La risoluzione che si oppone alla concessione di una grazia o di una riduzione della pena per Ghislaine Maxwell, condannata a 20 anni nel caso Jeffrey Epstein, non è vincolante.

12punto

Il Senato degli Stati Uniti ha approvato all'unanimità una risoluzione che si oppone all'applicazione di qualsiasi riduzione della pena, inclusa la grazia presidenziale, per Ghislaine Maxwell, condannata a 20 anni di carcere per il suo ruolo nel caso Jeffrey Epstein.

Secondo quanto riportato dalla stampa statunitense, la proposta presentata dalla senatrice democratica Jacky Rosen è stata approvata al Senato senza obiezioni. Tuttavia, la risoluzione non ha valore giuridicamente vincolante.

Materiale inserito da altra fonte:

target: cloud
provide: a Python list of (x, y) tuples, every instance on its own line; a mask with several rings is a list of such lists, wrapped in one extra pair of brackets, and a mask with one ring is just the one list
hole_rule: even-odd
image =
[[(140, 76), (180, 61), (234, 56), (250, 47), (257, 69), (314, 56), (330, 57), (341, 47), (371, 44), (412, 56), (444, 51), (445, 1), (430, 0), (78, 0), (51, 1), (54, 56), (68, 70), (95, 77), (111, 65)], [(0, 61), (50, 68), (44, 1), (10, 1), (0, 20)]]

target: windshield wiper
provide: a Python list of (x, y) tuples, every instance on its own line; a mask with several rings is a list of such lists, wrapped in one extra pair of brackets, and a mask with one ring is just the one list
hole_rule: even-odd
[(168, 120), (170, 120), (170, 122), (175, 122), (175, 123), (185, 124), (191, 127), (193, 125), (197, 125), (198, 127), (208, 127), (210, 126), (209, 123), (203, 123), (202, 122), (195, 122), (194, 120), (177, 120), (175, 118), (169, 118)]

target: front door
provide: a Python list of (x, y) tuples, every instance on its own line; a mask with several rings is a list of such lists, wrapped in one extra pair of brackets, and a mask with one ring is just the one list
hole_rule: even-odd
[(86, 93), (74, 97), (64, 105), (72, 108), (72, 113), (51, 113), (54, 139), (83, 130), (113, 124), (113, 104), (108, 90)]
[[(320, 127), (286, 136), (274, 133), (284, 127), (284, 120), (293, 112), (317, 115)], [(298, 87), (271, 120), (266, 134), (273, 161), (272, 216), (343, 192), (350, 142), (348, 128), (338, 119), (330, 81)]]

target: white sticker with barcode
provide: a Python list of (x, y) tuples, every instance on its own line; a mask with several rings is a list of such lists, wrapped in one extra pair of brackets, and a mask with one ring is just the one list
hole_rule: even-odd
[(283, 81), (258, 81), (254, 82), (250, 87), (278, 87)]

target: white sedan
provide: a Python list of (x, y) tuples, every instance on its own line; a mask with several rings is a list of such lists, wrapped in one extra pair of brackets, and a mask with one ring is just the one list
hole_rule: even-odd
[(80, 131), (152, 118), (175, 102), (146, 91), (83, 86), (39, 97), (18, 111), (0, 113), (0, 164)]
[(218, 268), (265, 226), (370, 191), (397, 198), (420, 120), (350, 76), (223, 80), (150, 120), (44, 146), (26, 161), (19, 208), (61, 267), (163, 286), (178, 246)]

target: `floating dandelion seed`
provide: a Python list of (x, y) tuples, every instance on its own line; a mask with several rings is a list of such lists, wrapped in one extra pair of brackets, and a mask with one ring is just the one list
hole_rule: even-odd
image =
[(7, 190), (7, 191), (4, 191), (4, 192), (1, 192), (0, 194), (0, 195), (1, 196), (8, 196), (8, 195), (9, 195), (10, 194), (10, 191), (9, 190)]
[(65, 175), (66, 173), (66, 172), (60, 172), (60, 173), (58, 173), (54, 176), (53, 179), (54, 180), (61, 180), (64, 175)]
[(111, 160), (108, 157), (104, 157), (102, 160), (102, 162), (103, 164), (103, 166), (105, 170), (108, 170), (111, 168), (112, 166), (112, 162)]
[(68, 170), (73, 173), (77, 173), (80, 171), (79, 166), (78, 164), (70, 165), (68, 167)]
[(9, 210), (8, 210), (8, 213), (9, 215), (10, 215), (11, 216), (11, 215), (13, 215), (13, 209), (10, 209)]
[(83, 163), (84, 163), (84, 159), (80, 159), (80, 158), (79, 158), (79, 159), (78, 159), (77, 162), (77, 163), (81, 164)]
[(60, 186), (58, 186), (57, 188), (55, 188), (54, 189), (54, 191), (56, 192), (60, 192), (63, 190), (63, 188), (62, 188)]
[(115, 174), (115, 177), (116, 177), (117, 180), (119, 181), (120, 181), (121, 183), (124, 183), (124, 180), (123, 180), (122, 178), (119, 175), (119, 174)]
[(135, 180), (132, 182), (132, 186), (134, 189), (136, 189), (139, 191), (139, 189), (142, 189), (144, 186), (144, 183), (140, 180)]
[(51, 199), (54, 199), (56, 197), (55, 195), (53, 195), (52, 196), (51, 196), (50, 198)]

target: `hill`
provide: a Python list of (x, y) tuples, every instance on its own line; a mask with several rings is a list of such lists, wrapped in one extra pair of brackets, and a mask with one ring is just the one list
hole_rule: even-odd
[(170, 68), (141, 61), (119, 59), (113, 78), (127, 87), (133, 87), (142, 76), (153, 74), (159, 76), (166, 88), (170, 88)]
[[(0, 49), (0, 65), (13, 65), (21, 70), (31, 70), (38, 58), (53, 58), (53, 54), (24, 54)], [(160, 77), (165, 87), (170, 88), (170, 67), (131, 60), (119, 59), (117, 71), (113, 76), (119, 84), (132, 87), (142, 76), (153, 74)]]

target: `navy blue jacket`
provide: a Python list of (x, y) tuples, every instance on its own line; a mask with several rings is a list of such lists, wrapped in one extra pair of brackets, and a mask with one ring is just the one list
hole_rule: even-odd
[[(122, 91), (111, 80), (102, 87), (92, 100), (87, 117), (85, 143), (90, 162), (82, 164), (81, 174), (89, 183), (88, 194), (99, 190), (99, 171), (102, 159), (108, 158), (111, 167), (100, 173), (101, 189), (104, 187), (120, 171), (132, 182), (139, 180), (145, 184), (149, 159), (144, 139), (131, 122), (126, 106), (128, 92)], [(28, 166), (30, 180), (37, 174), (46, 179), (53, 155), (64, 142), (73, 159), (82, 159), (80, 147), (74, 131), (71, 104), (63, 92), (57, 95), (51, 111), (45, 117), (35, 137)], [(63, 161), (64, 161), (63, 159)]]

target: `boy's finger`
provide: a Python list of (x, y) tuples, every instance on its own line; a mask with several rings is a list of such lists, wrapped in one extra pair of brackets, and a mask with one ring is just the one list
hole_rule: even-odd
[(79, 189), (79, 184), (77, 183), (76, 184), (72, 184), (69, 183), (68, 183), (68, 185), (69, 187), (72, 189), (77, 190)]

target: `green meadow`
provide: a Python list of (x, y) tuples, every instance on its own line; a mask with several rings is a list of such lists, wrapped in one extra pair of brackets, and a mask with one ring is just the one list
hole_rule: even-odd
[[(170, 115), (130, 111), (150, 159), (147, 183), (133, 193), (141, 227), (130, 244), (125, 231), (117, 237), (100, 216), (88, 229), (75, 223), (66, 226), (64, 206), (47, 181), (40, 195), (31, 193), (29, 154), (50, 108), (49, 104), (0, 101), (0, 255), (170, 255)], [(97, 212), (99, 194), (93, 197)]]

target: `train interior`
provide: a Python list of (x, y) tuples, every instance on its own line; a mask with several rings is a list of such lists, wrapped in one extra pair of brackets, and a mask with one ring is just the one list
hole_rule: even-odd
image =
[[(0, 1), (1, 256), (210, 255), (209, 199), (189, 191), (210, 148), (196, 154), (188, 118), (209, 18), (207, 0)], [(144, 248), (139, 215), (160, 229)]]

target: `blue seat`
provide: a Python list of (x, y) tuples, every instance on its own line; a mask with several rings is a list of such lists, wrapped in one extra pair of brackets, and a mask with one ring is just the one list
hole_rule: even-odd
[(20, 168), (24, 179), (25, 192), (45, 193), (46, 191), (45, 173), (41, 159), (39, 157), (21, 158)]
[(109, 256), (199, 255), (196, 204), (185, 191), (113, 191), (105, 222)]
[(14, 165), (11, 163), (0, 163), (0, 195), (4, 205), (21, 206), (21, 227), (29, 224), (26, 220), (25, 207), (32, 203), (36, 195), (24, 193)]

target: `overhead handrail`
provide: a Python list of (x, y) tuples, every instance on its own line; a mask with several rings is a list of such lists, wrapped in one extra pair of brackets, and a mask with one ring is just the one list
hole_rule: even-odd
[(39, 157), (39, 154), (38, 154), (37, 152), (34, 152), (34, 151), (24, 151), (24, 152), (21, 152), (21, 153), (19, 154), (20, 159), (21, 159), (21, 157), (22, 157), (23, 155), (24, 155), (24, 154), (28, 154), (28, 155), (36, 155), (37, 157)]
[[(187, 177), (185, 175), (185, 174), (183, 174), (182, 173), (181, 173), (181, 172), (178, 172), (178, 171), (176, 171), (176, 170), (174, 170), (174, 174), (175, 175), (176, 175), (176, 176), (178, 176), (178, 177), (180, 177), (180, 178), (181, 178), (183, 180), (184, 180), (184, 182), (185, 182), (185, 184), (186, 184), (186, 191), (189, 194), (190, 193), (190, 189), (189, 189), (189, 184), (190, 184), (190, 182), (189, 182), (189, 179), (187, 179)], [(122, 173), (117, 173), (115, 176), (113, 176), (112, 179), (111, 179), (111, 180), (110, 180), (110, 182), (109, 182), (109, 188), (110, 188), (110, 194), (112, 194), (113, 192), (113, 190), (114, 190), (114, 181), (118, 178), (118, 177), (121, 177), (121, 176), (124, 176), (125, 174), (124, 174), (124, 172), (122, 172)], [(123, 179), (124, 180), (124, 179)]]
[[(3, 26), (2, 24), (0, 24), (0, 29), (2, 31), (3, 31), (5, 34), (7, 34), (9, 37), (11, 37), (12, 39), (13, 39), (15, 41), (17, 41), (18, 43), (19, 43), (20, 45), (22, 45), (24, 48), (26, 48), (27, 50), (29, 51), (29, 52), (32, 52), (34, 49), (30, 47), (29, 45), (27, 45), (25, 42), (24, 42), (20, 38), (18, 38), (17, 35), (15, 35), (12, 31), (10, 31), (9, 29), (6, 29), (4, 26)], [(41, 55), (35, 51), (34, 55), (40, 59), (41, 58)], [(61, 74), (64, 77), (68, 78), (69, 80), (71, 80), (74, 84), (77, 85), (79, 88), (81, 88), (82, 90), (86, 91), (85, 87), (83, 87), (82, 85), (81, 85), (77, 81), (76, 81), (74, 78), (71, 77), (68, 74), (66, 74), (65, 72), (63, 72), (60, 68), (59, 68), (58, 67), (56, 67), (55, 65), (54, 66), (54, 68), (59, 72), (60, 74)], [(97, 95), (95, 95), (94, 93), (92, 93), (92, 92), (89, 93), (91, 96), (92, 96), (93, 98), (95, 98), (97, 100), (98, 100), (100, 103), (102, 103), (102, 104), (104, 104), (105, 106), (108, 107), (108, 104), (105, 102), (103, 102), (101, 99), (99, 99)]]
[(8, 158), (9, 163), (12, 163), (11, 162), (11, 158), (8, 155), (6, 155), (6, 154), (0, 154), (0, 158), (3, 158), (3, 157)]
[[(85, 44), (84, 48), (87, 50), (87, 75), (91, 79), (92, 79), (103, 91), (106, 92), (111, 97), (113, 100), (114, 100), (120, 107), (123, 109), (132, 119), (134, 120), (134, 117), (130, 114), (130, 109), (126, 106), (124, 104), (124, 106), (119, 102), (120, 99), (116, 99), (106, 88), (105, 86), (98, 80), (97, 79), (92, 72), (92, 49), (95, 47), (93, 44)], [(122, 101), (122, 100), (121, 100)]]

Nel suo intervento al Senato, Rosen ha affermato che la proposta mira a prevenire la possibilità che Todd Blanche, nominato dal presidente eletto Donald Trump alla guida del Dipartimento di Giustizia, possa concedere la grazia alla Maxwell in cambio di una dichiarazione che scagioni il nome di Trump. Rosen ha definito l'idea stessa di prendere in considerazione una grazia come "terrificante".

Sebbene la decisione non sia vincolante, viene considerata un segnale politico importante, poiché dimostra la posizione comune sia dei senatori repubblicani che di quelli democratici contro la concessione della grazia alla Maxwell. È stato riferito che la Maxwell si trova attualmente in una prigione federale in Texas.

La Maxwell, che ha respinto le accuse contro di lei, aveva precedentemente sostenuto di essere stata "condannata ingiustamente" e aveva tentato di far annullare la sua condanna.

STORIA DEL CASO

Jeffrey Epstein è stato trovato morto nella sua cella presso il Metropolitan Correctional Center di Manhattan, a New York, il 10 agosto 2019, mentre era in attesa di giudizio con l'accusa di aver abusato sessualmente di minorenni e di aver creato una rete di prostituzione.

Nei documenti processuali resi pubblici sono emersi i nomi di personaggi noti come l'ex principe Andrea, Donald Trump, Bill Clinton, Ehud Barak, Al Gore, Kevin Spacey, Michael Jackson, David Copperfield, Alan Dershowitz e Bill Richardson.

L'FBI e il Dipartimento di Giustizia degli Stati Uniti, al termine delle loro indagini, hanno dichiarato di non aver trovato prove dell'esistenza di una "lista di clienti" composta da nomi famosi e hanno concluso che Epstein si è suicidato nella sua cella.